Section 2: the Invisible Man is in your spreadsheet, messing with your data

Introduction

There’s something creepy going on in your spreadsheet, and it’s not nice.

https://i0.wp.com/farm9.staticflickr.com/8092/8402327514_10a8f622fd_n_d.jpg

Illustration 1: The Invisible Man movie poster, 1933. Image source. Reproduced under Fair Use.

“Even the moon is frightened of me”, shrieks the Invisible Man, otherwise known as Dr Griffen, a genius driven mad after experimenting on himself! If you have the time, watch the short trailer for the 1933 film. Creepy things start happening to people in a small town: mysterious footsteps in the snow, household objects seemingly flying through the air, people being pushed down stairs (and over cliffs!). And in our case: messing with our spreadsheet.

We can’t see The Invisible Man himself (obviously, or he wouldn’t be invisible). But we can find traces of his work in our spreadsheet, as we can see his footsteps in the snow:

https://i1.wp.com/farm9.staticflickr.com/8086/8402327534_fb1e33e0a7_o_d.png

One error he inserted you can clearly see, but the others are far harder to spot with the naked eye:

  • Added extra white spaces at the ends of entries.
  • Tabs that are inserted at the ends of lines
  • Line breaks and ‘carriage returns’, which you insert by pressing enter (or Ctrl-Enter).

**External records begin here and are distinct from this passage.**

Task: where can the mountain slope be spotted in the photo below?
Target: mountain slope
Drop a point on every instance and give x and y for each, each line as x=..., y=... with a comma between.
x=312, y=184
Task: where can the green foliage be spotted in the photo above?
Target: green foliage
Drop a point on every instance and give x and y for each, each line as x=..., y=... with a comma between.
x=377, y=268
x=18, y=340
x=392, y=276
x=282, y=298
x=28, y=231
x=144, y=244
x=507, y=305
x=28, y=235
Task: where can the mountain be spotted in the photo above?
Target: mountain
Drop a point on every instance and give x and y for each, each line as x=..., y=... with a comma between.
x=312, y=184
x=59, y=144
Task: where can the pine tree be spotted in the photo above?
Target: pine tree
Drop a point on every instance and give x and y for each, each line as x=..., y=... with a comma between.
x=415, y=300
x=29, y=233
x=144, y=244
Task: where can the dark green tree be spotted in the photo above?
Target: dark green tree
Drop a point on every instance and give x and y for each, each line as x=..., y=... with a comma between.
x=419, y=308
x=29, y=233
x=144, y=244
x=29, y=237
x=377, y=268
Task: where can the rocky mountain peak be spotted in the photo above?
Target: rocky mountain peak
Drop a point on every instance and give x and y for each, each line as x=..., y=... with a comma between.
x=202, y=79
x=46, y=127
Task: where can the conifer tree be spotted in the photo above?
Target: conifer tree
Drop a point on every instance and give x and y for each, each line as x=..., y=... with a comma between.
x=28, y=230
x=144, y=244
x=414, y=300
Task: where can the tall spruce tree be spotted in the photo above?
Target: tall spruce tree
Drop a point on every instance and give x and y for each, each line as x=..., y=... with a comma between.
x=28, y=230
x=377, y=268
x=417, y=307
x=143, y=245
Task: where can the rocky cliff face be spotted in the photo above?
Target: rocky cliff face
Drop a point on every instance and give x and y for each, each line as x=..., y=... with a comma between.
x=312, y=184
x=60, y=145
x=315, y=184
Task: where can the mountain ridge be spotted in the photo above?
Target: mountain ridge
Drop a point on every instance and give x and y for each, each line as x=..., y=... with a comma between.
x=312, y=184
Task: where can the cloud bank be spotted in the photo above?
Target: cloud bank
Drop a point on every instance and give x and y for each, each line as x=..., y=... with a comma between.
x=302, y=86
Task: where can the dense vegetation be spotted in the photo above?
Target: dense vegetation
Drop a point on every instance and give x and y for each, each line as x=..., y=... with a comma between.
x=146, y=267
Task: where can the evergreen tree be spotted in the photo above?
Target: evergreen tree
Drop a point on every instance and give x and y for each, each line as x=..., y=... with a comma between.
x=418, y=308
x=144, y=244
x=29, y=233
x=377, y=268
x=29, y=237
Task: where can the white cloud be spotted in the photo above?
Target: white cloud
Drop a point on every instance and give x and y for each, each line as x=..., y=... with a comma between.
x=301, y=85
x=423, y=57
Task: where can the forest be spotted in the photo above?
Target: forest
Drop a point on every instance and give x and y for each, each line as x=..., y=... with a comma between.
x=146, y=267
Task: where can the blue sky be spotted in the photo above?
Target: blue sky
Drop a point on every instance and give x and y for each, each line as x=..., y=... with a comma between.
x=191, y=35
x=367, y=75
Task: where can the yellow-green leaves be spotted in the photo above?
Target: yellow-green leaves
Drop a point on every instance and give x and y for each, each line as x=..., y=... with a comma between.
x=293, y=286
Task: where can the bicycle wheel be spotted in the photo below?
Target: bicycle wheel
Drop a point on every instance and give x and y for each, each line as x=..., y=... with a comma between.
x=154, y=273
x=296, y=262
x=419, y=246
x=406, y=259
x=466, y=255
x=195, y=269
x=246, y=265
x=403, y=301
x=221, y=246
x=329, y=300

They’re called “non-printable” characters, and aren’t displayed all the time in spreadsheets. But you will still feel their sinister presence as they seriously affect data analysis. This is because spreadsheets treat these sorts of characters as real data. Ignoring the column label, in the data above you can see four terms that are essentially the same. The spreadsheet, however, sees four different, distinct pieces of data. If you were trying to count how many times “Your Data” was mentioned, a spreadsheet would only show a single entry.

In the film, the police set up traps to catch the invisible man. We can do the same in our spreadsheets. By the end of this section you should have:

  • some knowledge about how non-printable characters cause errors in data
  • tried out different functions and features of the spreadsheet that will remove them

Some work

To do both the quick and longer tasks below you’ll need:

  1. A spreadsheet tool, such as Excel or Libre Office.
  2. A copy of the sample spreadsheet for this section.
  3. A copy of the course dataset, which is GRAIN’s data on “land grabbing”.

A quick task (15 minutes)

  • Download and open this sample spreadsheet on your computer. In column A is the data from above, with different sorts of non-printable characters. In columns B-E are four easy methods of removing non-printable characters from your data using: * the TRIM function (in column B) * the CLEAN function (in column C) * the TRIM and CLEAN functions …. together! (in column D) * the “Paste Special” feature (in column E)
  • Apply an “AutoFilter” to the data (Data → Filter → AutoFilter). Click on the little downwards-pointing arrows and a selection list will pop up displaying the number of distinct entries in each column. If you click on the autofilter for each of columns A through to E you can see the effect of the different methods of removing non-printable characters.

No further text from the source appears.